Thursday, August 16, 2007

Net neutrality - who controls what you see?

A version of this piece was published in Marketing in 2007


For over a year now, the argument over net neutrality has raged in the US.  Now it looks like the BBC’s iPlayer is set to ignite the same debate over here.  BT, Carphone Warehouse and Tiscali have reportedly held informal discussions about the impact of TV being carried over the internet, and the fact that the ISPs bear the cost of providing sufficient capacity.  So what is net neutrality, and why is the BBC upsetting the apple cart?

Internet Protocol (IP) governs how files are transferred around the internet.  Whether it’s an email, a picture of your auntie or an illegal copy of Pirates of the Caribbean, it’s all the same to IP, which shunts the bits and bytes that make up the file around the internet until you receive them.  IP doesn’t discriminate between these files, and treats them with equal priority.

This was fine when IP was created, and files were mostly pretty small.  But a video file can be thousands of times larger than an email, and it’s much more time-critical.
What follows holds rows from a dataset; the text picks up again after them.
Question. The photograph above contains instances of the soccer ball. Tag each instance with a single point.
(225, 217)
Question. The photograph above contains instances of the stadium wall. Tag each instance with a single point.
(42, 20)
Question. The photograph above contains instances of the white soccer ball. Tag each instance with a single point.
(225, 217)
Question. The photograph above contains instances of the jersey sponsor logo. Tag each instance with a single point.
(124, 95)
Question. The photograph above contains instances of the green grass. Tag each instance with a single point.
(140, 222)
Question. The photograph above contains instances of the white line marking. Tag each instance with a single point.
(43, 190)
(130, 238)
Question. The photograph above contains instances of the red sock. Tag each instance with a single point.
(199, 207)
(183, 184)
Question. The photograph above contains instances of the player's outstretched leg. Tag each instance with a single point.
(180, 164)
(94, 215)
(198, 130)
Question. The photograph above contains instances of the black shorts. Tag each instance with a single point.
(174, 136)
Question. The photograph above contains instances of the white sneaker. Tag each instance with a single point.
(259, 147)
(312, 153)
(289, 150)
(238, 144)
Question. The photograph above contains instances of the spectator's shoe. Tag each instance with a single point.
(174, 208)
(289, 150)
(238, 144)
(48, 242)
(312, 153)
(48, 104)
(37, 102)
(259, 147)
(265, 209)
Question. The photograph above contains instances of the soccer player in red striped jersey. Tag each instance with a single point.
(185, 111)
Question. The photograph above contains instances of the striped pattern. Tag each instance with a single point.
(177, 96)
If an email is delayed by half a second, you won’t notice.  But if you’re watching video live as comes down the line (what web people call streaming), you’ll lose patience rapidly if it judders and halts all the time as the file struggles to get through to you quickly enough. 

So ISPs in the US started to push to be able to discriminate between the types of content they carry.  Prioritising video, they argue, will allow them to provide a better quality of service to all users, by delivering urgent packets faster.

ISPs provide us with our connection to the internet, buying bandwidth and dividing it up amongst their users.  Bandwidth is the biggest cost on their business, and the rise in online video is giving them a massive headache – according to Cisco, American Video sites alone are responsible for as much traffic in one month as the entire web in 2000.

But net neutrality advocates argue this is the thin end of the wedge.  Allow discrimination, they say, and you open the door for differential charging, and for the selective blocking of services that might compete with the ISP’s other business.

This has happened in the US, where one local ISP and telco blocked internet phone calls before being hauled up by the FCC.

But ISPs have gone further.  Bandwidth-hungry content like video should be made to pay for carriage, they say.  TV companies pay for carriage on cable, so why not on the internet? 

There’s no doubt the ISPs are faced with a problem.  Consumer prices for broadband have been falling consistently over the past few years, as demand for bandwidth has soared.  ISPs have to balance their investment in infrastructure against the revenue they can generate, and IPTV is throwing all their sums.

But there’s a fundamental difference between the cable TV and ISP business.  The customer proposition of cable is packages of TV channels – whilst that of ISPs is more simple; access. 

Although the early days of the internet market started with ISPs selling exclusive content to consumers, those so-called ‘walled garden’ packages (AOL, MSN etc) declined in popularity and have all but been abandoned as content and access businesses have diverged.

So consumers want to pay their ISP for access, and to be able to make their own choices about what content they see.  Just as consumers rejected the walled garden for web content, they’re likely to reject it for TV too – if you want to watch ‘the Sopranos’, you don’t want to experience a slow and jerky picture just because HBO haven’t got a carriage agreement with your ISP.

The problem is that ISP companies aren’t just worried about bandwidth.  Both BT and Tiscali have also got TV businesses - they’re in competition with all those other content owners on the internet, and they’d like to retain their position as gatekeeper, controlling access for consumers. 

So the fight around net neutrality isn’t just about ensuring that TV can be delivered effectively over the internet.  It’s about who controls what you see.